Por Marcelo Barros – de São Paulo:
Reconciliar as diferenças é uma proposta ecumênica do Conselho Mundial de Igrejas, que reúne 349 Igrejas cristãs no caminho da unidade a partir da plena aceitação da autonomia de cada uma, como também das diferenças que existem entre uma e outra.
Conviver com as diferenças e mesmo aprender com elas é um desafio não só para as Igrejas cristãs, mas para todas as religiões e para o diálogo entre as culturas. É um problema que atualmente provoca conflitos violentos entre grupos e até entre povos.
Por isso, a ONU consagrou 16 de novembro como o dia internacional da tolerância.Propõe que, nessa semana, em todos os continentes, se façam esforços pelo diálogo e compreensão entre grupos e culturas diferentes.
De fato, o mundo atual é cada vez mais diversificado e pluralista. A cada momento, através dos meios de comunicação ou da Internet, ou simplesmente pela convivência cotidiana, pessoas de diferentes culturas e religiões devem conviver entre si.
Para viver bem essa realidade, não basta tolerância. A tolerância evita o confronto e a guerra, mas não chega a criar um ambiente positivo de diálogo e compreensão. Normalmente se tolera aquilo que não se pode evitar. Ninguém quer ser apenas tolerado. As pessoas, grupos e culturas merecem ser respeitados e valorizados. Por isso, é importante deixar claro: a ONU usa o termo tolerância no sentido de aceitação, respeito e convivência entre as religiões.
A sociedade atual fala em “tolerância zero” para a corrupção que a corrói por dentro e para crimes contra a vida e a integridade das pessoas, especialmente as mais frágeis. Esse rigor é justo, mas não pode ignorar ou passar por cima da dignidade de toda pessoa humana. Menos ainda, pode ser usado como pretexto para discriminar negros, pobres e migrantes.
O problema é que a lei pode impedir a discriminação e a injustiça, mas não pode obrigar ninguém a amar o diferente e a valorizar uma cultura que não é a sua. Isso supõe uma opção “espiritual”, ou seja, abertura amorosa ao diferente, como opção de vida.

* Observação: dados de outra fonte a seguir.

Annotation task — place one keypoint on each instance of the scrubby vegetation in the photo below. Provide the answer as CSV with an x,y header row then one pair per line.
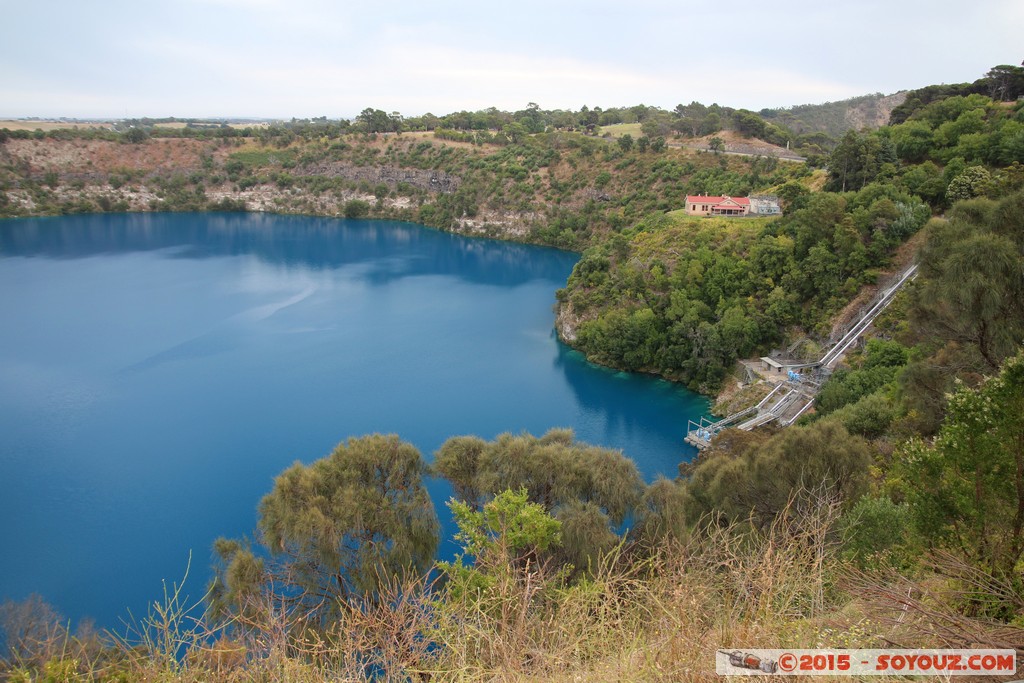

De fato, as religiões foram criadas para ensinar as pessoas a amar e a fazer do amor uma lente especial com a qual se olha a vida, as pessoas e as culturas. Entretanto, quando se deixam aprisionar pelo autoritarismo e pelo dogmatismo, as religiões interpretam a fé de forma rígida e se tornam fonte de intransigência, intolerância e violência. Na história, todas as religiões, de um modo ou de outro, tiveram momentos de intolerância e combateram entre si.
Hoje o Brasil é um país leigo, mas ainda dominado por uma cultura de Cristandade. Infelizmente, no Congresso nacional e em outras instâncias do poder, existem pessoas ligadas a grupos religiosos que creem em um Deus mesquinho, amigo dos seus amigos e discriminador contra todos os que não cabem dentro das leis religiosas que essas pessoas imaginam vir diretamente do céu.
Diante desse tipo de postura, muitas pessoas honestas e justas pensam: se Deus é assim, prefiro ser ateu. Um dia, um rapaz declarou ao bispo Dom Pedro Casaldáliga: “eu sou ateu”. Dom Pedro lhe respondeu: “Ateu, de que Deus?”.
A ONU convida Igrejas, religiões e organismos da sociedade civil a unir-se na construção de uma sociedade pluralista e aberta. Toda Igreja cristã, seja qual for sua denominação, é chamada a ser verdadeiramente aberta a tudo o que é humano. Essa atitude testemunha para os outros o amor divino e nos confirma a todos no caminho do evangelho de Jesus Cristo, que afirmou:
“Muitas pessoas (de diferentes culturas e religiões) virão do Oriente e do Ocidente e se sentarão à mesa do reino de Deus, enquanto aqueles que se consideravam de dentro ficarão fora” (Mt 8, 11).
Marcelo Barros, Monge beneditino, escritor e teólogo brasileiro.